We have it all for licensing to train models. The harder to find the content, the higher the price tag.

Vanessa Gillen, Senior Vice President of Operations, CuriosityStream: Thank you. From Jason Kreyer, Craig-Hallum, "Can you talk about the breadth of AI licensing, how you view the size of the market, how content is being valued, and how the AI pipeline is tracking?

Clint Stinchcomb, Chief Executive Officer, CuriosityStream: Yeah, appreciate that question, Jason. The breadth of assets now being discussed and packaged for partners has expanded considerably and now includes hundreds of millions of production-grade temporal ground truth tokens for frontier model training and tuning, HDR video, matched raw and finished video, multi-camera video, and egocentric video for Physical AI training. A broad set of video and data and a broader set of partners smooth things out over time. As I mentioned, licensing revenue does not always move in a straight line quarter-to-quarter, especially when we are dealing with larger partners, broader rights packages, and more complex data products.

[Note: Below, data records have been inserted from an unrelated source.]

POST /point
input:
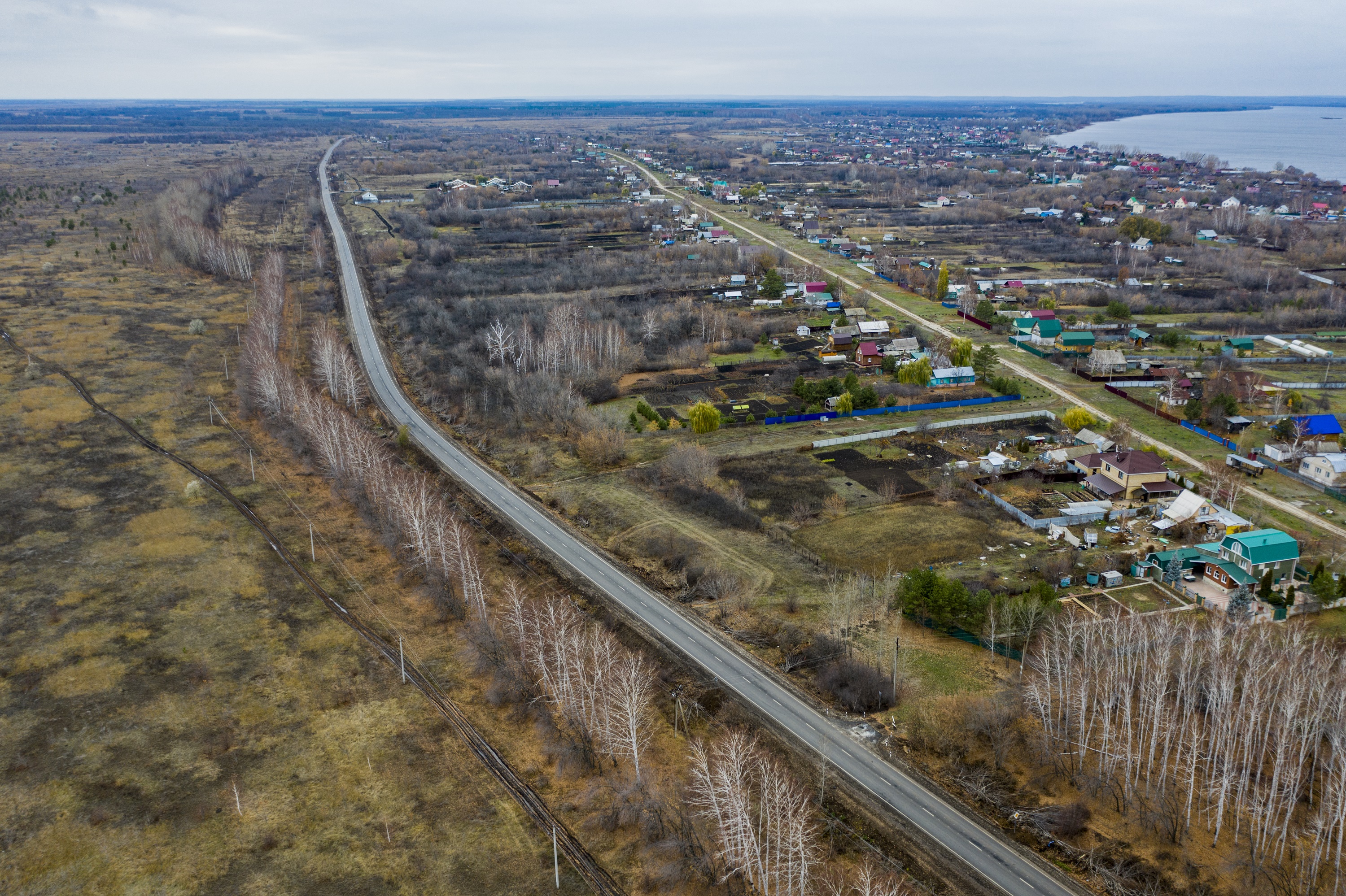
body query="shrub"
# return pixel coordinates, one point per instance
(602, 447)
(1077, 419)
(784, 479)
(715, 506)
(855, 687)
(649, 413)
(690, 466)
(706, 418)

Vanessa Gillen, Senior Vice President of Operations, CuriosityStream: Okay, a couple of final questions on AI, both from Laura Martin, Needham & Company. "Clint, can you speak to the longevity of the AI licensing business? What are you seeing in existing relationships? In light of the revenue and your leadership position in AI licensing, what is your rationale for staying in the subscription business?

Clint Stinchcomb, Chief Executive Officer, CuriosityStream: Thank you for that, Laura. Some of our best customers are some of our oldest customers, in part because their orders are broadening. They’re broadening out to include the additional datasets I just described. We are fulfilling our 10th delivery next week with one of our early partners. The need for content for Physical AI training, largely egocentric and egocentric adjacent, offers a set of another 50 companies who will or are engaging in dataset licensing. In regard to our subscription business, it is key to our overall strength because it’s reliable, recurring, and predictable. It’s already built. The barriers to entry are considerable, meaning others would need to spend substantially in order to achieve what we have at hand. Our overall subscription revenue is growing modestly, in mid-single digits this year.

Our subscription business takes nothing from our licensing business and is, in fact, critical to the amassing of our 3 million-plus hour war chest and synergistic insofar as our relationships, both with content partners and the buyers, cover all of our businesses, subscription, licensing, and advertising.

Vanessa Gillen, Senior Vice President of Operations, CuriosityStream: Clint, Brady, thank you both. This concludes our Q&A, and I will now hand it back to the operator.

Stacy, Conference Operator: This concludes today’s teleconference. You may disconnect your lines at this time, and we thank you for your participation.